24 ABR, 2025
Por Leticia Rial de RankiaPro

El sector inmobiliario cotizado se encuentra en el radar de muchos inversores institucionales. Pero, ¿sigue siendo una opción válida en un entorno marcado por tipos elevados, tensiones geopolíticas y cambio estructural en la demanda de espacios físicos?
Geoffrey Dybas, veterano del sector y responsable de la estrategia Global Real Estate de Nordea AM, responde con convicción: "vemos un entorno de mercado favorable en los próximos años para el sector inmobiliario cotizado, ofrece un atractivo potencial de rentabilidad total respaldado por desequilibrios favorables entre la oferta y la demanda a futuro, ya que la nueva oferta se está desacelerando considerablemente en la mayoría de los sectores".
En esta entrevista, Dybas analiza las dinámicas actuales del sector inmobiliario global, identifica los segmentos con fundamentos más sólidos y argumenta por qué los REITs ofrecen ventajas estructurales frente a la inversión directa.
De cara al futuro, vemos un entorno de mercado favorable en los próximos años para el sector inmobiliario cotizado. Este sector ofrece un atractivo potencial de rentabilidad total, respaldado por desequilibrios favorables entre la oferta y la demanda a futuro, ya que la nueva oferta se está desacelerando considerablemente en la mayoría de los sectores.
Nuestros pilares para la rentabilidad de los bienes inmuebles cotizados han sido consistentes a lo largo del tiempo y siguen siendo el rendimiento de los dividendos, el crecimiento del flujo de caja y el potencial de revalorización. Hoy en día, los bienes inmuebles cotizados ofrecen una rentabilidad por dividendo atractiva de alrededor del 4%, con un flujo de caja creciente y dividendos que, en nuestra opinión, se acelerarán a una tasa de crecimiento del 4-5% en 2025, además del potencial de revalorización.

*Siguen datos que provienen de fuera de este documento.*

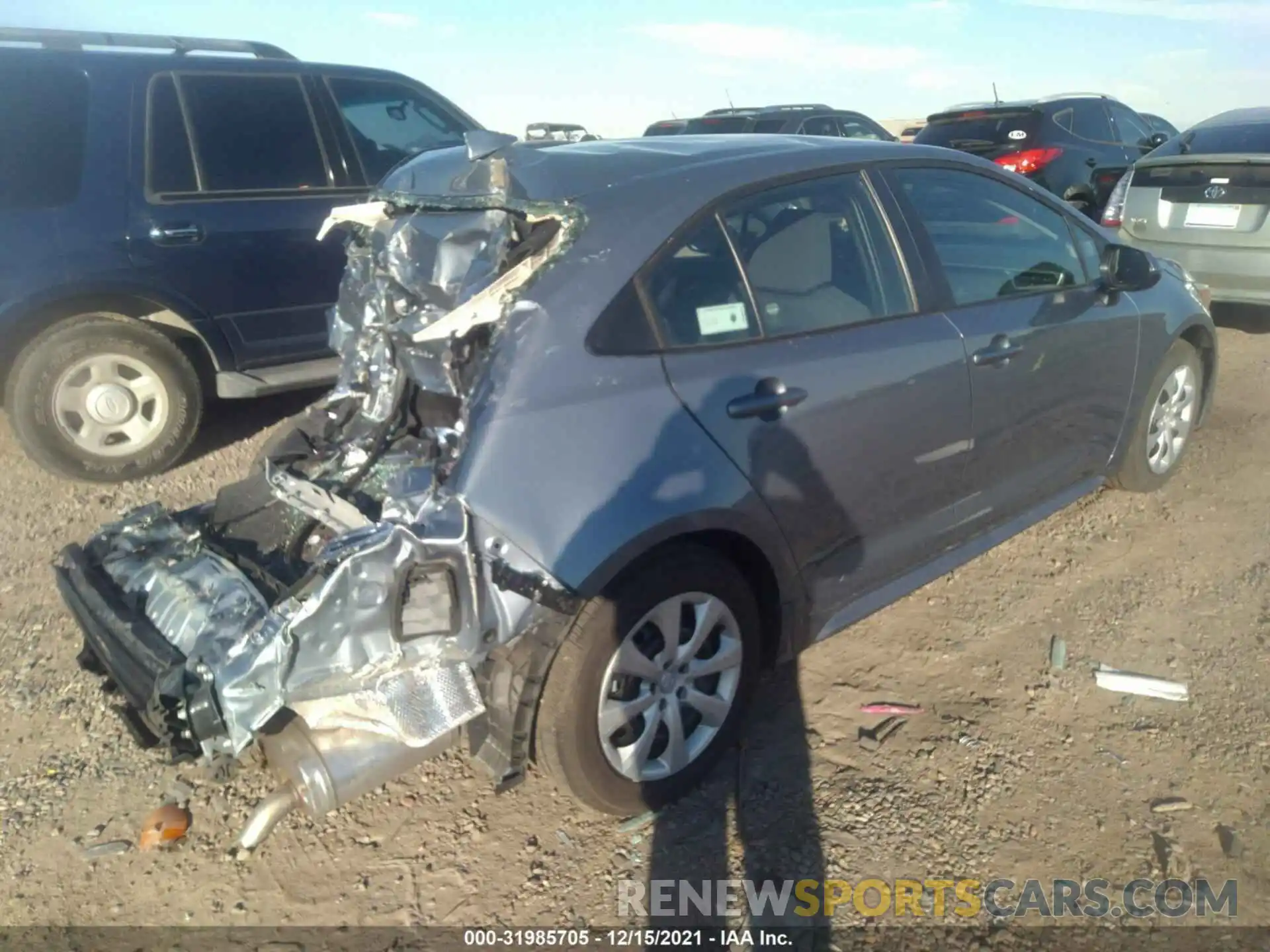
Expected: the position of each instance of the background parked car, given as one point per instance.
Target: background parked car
(1203, 198)
(666, 127)
(1078, 146)
(1160, 125)
(159, 218)
(816, 120)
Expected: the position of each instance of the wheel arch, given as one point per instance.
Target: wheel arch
(206, 349)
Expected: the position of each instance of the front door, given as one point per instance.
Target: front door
(237, 184)
(849, 413)
(1052, 357)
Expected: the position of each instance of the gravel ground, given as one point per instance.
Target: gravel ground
(1014, 771)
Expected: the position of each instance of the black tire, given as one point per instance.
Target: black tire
(34, 376)
(567, 733)
(1136, 474)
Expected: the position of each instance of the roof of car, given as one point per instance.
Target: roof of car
(558, 172)
(1236, 117)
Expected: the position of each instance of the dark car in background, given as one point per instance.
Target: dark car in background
(1203, 200)
(1160, 125)
(159, 212)
(1074, 145)
(813, 120)
(817, 376)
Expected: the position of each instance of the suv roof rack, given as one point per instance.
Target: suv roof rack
(794, 107)
(1078, 95)
(78, 40)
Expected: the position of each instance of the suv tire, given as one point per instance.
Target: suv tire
(1165, 422)
(570, 742)
(93, 386)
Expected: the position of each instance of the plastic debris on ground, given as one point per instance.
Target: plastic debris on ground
(638, 823)
(1143, 684)
(113, 847)
(163, 826)
(1057, 654)
(904, 710)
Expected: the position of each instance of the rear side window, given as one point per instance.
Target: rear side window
(1220, 140)
(1087, 121)
(978, 130)
(44, 120)
(817, 255)
(169, 161)
(992, 240)
(392, 122)
(253, 132)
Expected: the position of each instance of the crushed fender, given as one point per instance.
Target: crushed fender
(333, 608)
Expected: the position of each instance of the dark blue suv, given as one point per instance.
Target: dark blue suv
(159, 218)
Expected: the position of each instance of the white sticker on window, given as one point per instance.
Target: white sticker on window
(722, 319)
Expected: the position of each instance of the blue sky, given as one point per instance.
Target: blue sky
(618, 67)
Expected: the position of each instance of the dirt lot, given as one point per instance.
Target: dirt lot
(1054, 779)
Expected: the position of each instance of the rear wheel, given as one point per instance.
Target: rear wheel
(1165, 423)
(651, 684)
(103, 397)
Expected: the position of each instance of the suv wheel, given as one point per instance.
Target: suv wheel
(651, 684)
(103, 397)
(1165, 423)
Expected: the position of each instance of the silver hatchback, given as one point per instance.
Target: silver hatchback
(1203, 200)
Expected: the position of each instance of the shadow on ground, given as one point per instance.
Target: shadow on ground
(226, 422)
(761, 791)
(1250, 319)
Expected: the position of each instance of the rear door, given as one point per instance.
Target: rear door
(1052, 357)
(817, 374)
(235, 183)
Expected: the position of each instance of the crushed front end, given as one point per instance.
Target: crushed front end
(342, 608)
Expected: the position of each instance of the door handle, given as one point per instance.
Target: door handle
(769, 401)
(999, 352)
(175, 234)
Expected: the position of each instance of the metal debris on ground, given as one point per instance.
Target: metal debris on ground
(163, 826)
(638, 823)
(110, 848)
(1057, 654)
(904, 710)
(872, 739)
(1143, 684)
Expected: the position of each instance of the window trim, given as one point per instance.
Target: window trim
(404, 81)
(926, 245)
(714, 210)
(205, 194)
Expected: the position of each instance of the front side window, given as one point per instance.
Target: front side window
(253, 132)
(392, 122)
(991, 239)
(44, 121)
(1130, 128)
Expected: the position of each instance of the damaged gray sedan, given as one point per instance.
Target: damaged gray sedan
(618, 426)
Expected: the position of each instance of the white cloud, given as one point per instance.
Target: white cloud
(394, 19)
(1240, 12)
(793, 48)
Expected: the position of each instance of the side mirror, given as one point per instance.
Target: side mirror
(1124, 268)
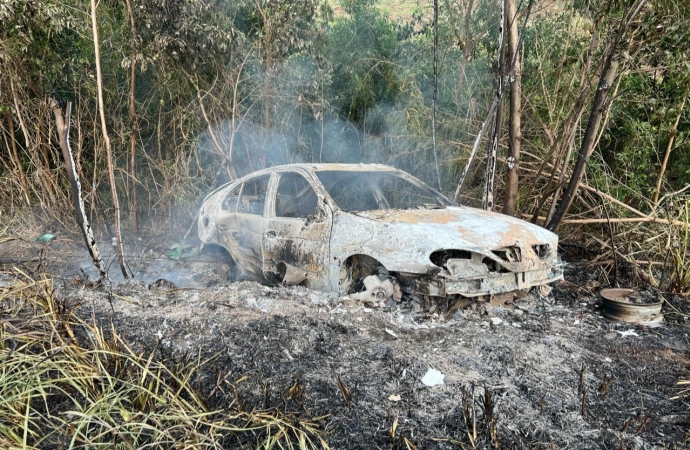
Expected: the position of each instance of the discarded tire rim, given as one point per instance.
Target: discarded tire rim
(618, 307)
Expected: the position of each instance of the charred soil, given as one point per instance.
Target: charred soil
(546, 372)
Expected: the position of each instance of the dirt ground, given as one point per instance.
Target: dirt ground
(550, 370)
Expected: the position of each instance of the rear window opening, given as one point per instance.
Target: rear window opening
(368, 191)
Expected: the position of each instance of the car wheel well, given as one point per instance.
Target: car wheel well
(221, 254)
(357, 267)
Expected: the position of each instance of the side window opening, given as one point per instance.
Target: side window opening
(253, 196)
(295, 197)
(232, 199)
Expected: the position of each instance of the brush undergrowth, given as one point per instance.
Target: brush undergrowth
(67, 383)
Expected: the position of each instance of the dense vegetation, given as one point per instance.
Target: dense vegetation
(196, 92)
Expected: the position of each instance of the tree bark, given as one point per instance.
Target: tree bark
(608, 74)
(669, 147)
(492, 150)
(515, 130)
(433, 97)
(63, 123)
(135, 125)
(587, 146)
(15, 158)
(109, 156)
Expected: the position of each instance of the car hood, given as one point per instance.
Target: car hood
(404, 239)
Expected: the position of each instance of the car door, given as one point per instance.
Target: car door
(242, 223)
(296, 236)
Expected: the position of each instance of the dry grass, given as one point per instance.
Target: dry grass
(67, 383)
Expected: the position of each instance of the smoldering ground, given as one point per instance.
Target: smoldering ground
(558, 375)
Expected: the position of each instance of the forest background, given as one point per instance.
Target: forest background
(198, 92)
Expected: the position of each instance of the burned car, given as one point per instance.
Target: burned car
(373, 232)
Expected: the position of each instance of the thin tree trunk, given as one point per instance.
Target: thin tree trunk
(492, 150)
(63, 123)
(515, 136)
(135, 124)
(671, 140)
(15, 158)
(608, 74)
(109, 157)
(587, 146)
(433, 97)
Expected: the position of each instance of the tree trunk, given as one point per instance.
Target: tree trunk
(608, 74)
(109, 156)
(515, 136)
(433, 97)
(135, 125)
(15, 158)
(492, 150)
(669, 147)
(63, 122)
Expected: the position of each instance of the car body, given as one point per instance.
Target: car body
(330, 226)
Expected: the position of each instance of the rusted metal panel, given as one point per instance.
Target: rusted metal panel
(483, 253)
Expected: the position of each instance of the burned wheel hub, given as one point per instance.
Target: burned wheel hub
(627, 305)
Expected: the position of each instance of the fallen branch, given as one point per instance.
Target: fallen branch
(63, 122)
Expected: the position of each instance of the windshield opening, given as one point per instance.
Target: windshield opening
(367, 191)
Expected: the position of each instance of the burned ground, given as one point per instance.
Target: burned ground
(361, 369)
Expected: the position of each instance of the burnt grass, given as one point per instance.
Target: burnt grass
(546, 372)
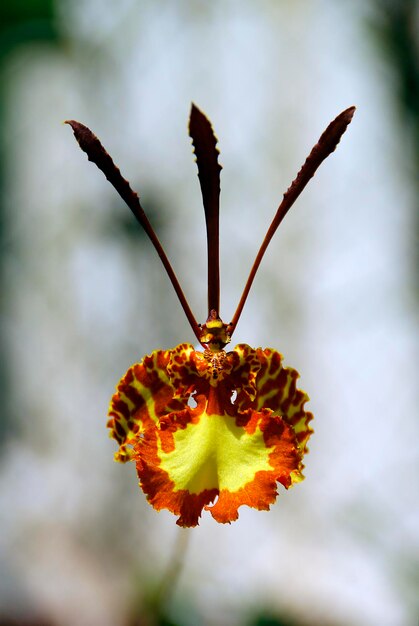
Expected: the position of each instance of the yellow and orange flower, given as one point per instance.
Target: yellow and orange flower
(211, 429)
(247, 431)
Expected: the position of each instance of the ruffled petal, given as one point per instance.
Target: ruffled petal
(247, 432)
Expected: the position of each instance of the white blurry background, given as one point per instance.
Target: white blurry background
(87, 297)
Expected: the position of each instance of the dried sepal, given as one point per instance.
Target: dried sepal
(205, 147)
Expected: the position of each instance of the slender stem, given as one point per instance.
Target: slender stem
(205, 147)
(96, 153)
(173, 571)
(325, 146)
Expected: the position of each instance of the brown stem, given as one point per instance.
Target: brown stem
(323, 148)
(96, 153)
(205, 148)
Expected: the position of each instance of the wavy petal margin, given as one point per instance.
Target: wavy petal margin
(247, 432)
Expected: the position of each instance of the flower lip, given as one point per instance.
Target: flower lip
(214, 333)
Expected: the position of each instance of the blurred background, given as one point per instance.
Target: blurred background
(83, 296)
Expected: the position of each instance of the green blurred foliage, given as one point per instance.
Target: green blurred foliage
(23, 21)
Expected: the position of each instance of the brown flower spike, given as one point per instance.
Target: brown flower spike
(211, 429)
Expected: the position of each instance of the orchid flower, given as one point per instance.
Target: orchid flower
(209, 428)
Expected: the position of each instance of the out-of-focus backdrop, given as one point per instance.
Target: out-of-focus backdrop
(83, 296)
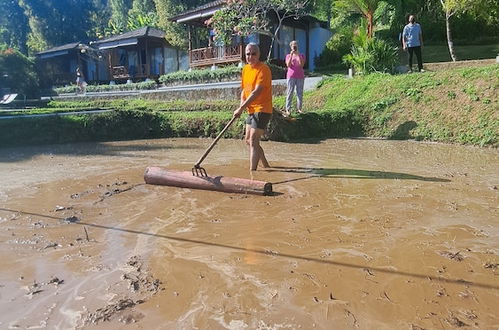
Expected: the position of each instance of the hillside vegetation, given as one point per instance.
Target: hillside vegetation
(456, 105)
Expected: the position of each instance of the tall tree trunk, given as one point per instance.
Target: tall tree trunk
(369, 17)
(450, 43)
(274, 37)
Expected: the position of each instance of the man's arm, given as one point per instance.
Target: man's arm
(245, 102)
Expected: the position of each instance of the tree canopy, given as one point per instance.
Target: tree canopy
(34, 25)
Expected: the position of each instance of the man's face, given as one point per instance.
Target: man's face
(252, 55)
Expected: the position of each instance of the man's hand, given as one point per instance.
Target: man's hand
(237, 113)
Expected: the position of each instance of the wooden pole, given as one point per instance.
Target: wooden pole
(160, 176)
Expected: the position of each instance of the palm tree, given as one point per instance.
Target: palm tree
(364, 7)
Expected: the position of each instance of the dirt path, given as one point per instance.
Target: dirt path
(363, 234)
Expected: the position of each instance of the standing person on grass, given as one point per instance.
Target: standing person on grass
(295, 77)
(412, 41)
(80, 81)
(256, 97)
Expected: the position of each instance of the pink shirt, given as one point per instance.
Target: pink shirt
(295, 70)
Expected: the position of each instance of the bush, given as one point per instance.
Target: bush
(337, 46)
(144, 85)
(201, 76)
(17, 73)
(370, 54)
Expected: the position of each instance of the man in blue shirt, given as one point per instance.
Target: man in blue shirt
(412, 41)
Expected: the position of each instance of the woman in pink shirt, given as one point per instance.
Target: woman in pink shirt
(295, 77)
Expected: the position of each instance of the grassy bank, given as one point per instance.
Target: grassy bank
(456, 105)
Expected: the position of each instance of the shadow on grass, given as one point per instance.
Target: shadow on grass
(348, 173)
(403, 131)
(124, 149)
(333, 263)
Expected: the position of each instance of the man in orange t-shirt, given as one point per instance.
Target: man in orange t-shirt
(256, 96)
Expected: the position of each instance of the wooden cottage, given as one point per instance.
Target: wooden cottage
(57, 65)
(140, 54)
(311, 34)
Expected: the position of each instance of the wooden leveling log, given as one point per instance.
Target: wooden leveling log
(160, 176)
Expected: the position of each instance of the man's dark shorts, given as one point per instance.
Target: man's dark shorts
(259, 120)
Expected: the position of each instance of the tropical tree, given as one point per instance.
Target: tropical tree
(176, 34)
(17, 72)
(14, 26)
(456, 7)
(366, 8)
(54, 23)
(119, 15)
(244, 17)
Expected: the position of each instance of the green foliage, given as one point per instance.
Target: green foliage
(227, 73)
(254, 16)
(14, 26)
(54, 23)
(371, 55)
(337, 46)
(18, 73)
(144, 85)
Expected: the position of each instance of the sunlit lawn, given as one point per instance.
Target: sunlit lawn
(440, 53)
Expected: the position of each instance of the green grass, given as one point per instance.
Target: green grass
(458, 105)
(440, 53)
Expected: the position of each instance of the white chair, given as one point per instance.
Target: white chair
(7, 98)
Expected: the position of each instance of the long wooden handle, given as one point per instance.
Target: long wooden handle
(198, 163)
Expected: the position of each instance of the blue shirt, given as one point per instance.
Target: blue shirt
(411, 35)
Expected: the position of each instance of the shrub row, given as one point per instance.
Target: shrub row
(144, 85)
(138, 124)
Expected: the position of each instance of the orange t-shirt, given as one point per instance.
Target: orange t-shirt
(259, 75)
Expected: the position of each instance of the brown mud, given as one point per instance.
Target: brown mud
(361, 234)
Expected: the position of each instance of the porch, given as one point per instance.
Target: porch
(208, 56)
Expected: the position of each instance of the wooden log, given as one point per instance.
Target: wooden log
(161, 176)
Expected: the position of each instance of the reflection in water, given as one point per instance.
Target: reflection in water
(348, 173)
(415, 245)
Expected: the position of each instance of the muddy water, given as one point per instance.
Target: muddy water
(361, 234)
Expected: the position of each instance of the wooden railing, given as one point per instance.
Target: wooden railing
(124, 72)
(215, 55)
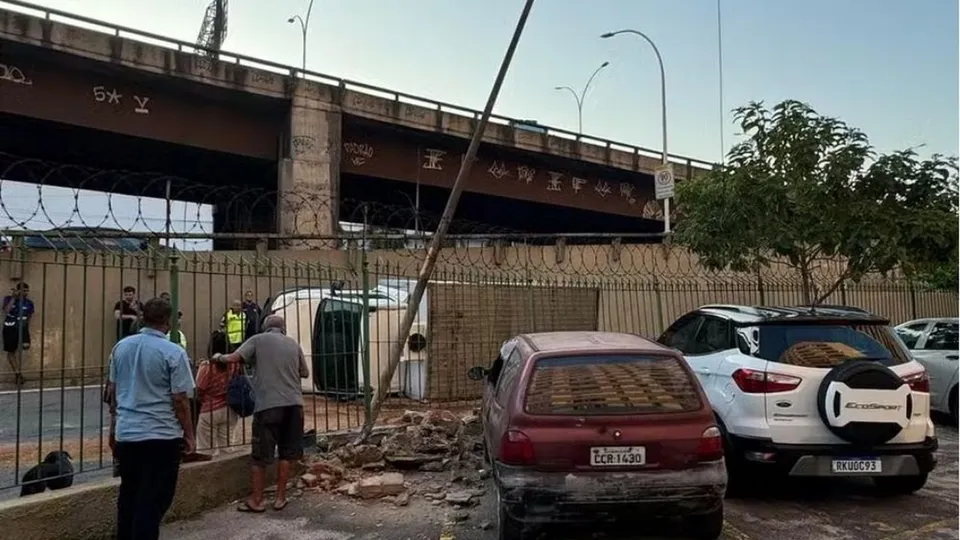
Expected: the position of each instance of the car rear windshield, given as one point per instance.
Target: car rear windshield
(602, 385)
(823, 345)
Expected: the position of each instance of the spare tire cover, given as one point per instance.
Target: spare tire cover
(864, 403)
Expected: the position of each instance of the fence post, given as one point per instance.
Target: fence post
(365, 328)
(175, 297)
(760, 290)
(656, 295)
(913, 300)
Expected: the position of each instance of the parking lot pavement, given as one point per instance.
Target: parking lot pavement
(790, 511)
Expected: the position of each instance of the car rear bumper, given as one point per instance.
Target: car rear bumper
(816, 460)
(532, 496)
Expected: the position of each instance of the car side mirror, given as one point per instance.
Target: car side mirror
(477, 373)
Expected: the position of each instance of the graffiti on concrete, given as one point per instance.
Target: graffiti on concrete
(577, 184)
(555, 183)
(433, 159)
(498, 170)
(358, 153)
(302, 144)
(526, 174)
(602, 188)
(13, 74)
(101, 94)
(141, 105)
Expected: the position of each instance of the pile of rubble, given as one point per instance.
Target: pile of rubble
(408, 457)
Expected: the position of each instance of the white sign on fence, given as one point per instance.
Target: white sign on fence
(663, 182)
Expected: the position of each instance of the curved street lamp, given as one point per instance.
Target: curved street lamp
(579, 97)
(304, 25)
(663, 108)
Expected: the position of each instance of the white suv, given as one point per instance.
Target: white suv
(825, 391)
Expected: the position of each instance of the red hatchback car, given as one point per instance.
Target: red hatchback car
(595, 426)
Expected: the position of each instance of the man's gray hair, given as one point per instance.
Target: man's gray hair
(275, 321)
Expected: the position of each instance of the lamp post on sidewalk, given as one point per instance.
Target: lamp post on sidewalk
(304, 25)
(666, 170)
(579, 97)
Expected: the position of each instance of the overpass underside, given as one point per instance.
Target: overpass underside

Esto podría generar una rentabilidad total en el rango del 8-10%. Comparativamente, creemos que el mercado de renta variable en general podría tener dificultades para ver una expansión en la valoración y el crecimiento de las ganancias podría ralentizarse, mientras que esperamos que el sector inmobiliario cotizado se acelere.
A largo plazo, en nuestra opinión, el papel tradicional de los bienes inmuebles cotizados en las carteras de los inversores volverá a cobrar relevancia, ofreciendo diversificación, ingresos atractivos, protección contra la inflación, revalorización de capital a largo plazo y liquidez.
En el entorno actual, creemos que aquellos sectores con perspectivas de fuerte crecimiento en los ingresos tienen mayores probabilidades de obtener mejores resultados, debido a su capacidad para incrementar los ingresos brutos a un ritmo más rápido que sus costes operativos y financieros, lo que impulsa el crecimiento del flujo de caja final. Las empresas que se ajustan a este perfil se encuentran en sectores inmobiliarios globales como el residencial, los centros de datos, salud y la industria.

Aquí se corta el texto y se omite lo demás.